In practical terms, we created a new mobile, tangible, and approachable design product to speculate and explore uncertain futures as well as ambiguous ethical issues related to biotechnologies, and organised a couple of participatory workshops applying a local variation of the visual thinking strategies (VTS) in concert with art festivals on islands. This project also contributed to the design and analysis of a participatory ‘future workshop’ in real-time technology assessment activities on molecular robotics.

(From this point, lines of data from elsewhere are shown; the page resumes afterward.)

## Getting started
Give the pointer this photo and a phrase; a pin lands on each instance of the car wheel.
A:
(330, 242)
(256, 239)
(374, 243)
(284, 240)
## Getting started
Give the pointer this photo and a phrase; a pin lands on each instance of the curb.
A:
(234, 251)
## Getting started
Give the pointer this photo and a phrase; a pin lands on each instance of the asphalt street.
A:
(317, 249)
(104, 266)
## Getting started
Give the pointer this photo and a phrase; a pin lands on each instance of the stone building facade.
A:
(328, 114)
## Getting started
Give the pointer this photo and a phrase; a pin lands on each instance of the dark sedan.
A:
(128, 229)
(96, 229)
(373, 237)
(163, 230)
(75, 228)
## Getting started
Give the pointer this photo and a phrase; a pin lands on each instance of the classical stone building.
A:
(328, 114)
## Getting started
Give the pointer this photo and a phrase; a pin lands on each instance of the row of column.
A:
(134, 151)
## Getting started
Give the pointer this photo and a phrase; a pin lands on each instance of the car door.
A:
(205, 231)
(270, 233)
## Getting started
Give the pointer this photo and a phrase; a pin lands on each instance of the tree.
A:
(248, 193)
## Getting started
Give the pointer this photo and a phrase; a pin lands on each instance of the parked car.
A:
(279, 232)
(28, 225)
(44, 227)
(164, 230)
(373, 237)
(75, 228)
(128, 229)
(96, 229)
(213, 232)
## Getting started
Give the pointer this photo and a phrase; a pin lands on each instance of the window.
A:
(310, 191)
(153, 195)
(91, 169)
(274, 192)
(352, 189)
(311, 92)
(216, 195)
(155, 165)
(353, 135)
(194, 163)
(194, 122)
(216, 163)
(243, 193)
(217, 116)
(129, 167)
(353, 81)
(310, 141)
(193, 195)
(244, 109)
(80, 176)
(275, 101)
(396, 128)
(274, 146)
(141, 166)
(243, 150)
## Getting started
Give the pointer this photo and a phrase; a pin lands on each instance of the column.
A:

3. Organisational and societal conditions
This project could not find by extensive literature review any suitable organisations or cases for positive engagement in Europe, but we discussed that community-based civic activities on radioactivity monitoring in Japan as the third type of citizen science and showed how general citizens actively and positively engage with the negative impacts of scientific development. I also found that one of the societal conditions under which people can positively engage with science is traceability. The overemphasis of identifiability in EU GDPR and other legislation undervalues the origin, process and utility of the data and prevents a sense of sharing in the spirit of open science between donors and users. Traceability is a probably a more appropriate openness-related function than transparency and accessibility and elicits a more positive attitude from research participants.

- Exploitation and dissemination
While organising two OsloMet Workshops, this project was associated with a number of international and interdisciplinary workshops and meetings, including Norway-Japan alumni and researcher gathering, Belgium-Japan citizen science workshop, Molecular Robotics annual meeting, UK-Japan RRI workshop, STIG PoP seminar, Belgium-Japan STS workshop, and International biotech and AI Workshop. In addition to a number of academic articles and presentations, I also contributed to policy reports for National Diet Library and Cabinet Office in Japan, an island magazine, JSPS Stockholm Newsletter and a book on incertitude of science.
First, this project explicitly draws useful lessons of how to identify, approach and engage a diversity of publics – marginalised publics in particular – by stressing the idea of place and mobility in the theory and practice of public engagement. It will give profound implications about wider and more positive public engagement in the divided world. Second, this project suggests to reframe responsible research and innovation (RRI) and open science and innovation (OSI) by examining the concept and practice of openness. Particularly in the context of Horizon Europe, which is likely to dilute the idea of RRI by highlighting OSI, I have repeatedly given the warning that the emphasis on openness may downplay the role of diversity and directionality which the idea of RRI implies. Underlining traceability as an openness-related function in a high-impact science journal can also be regarded as a part of our public awareness activities. Third, as public engagement is still regarded often as non-essential and demanding for the scientific development, we have been developing a transdisciplinary, problem-based, and community-oriented approach to future academic research and higher education. This local activity will produce a new synergetic movement of research, education and community development for the academy of the future.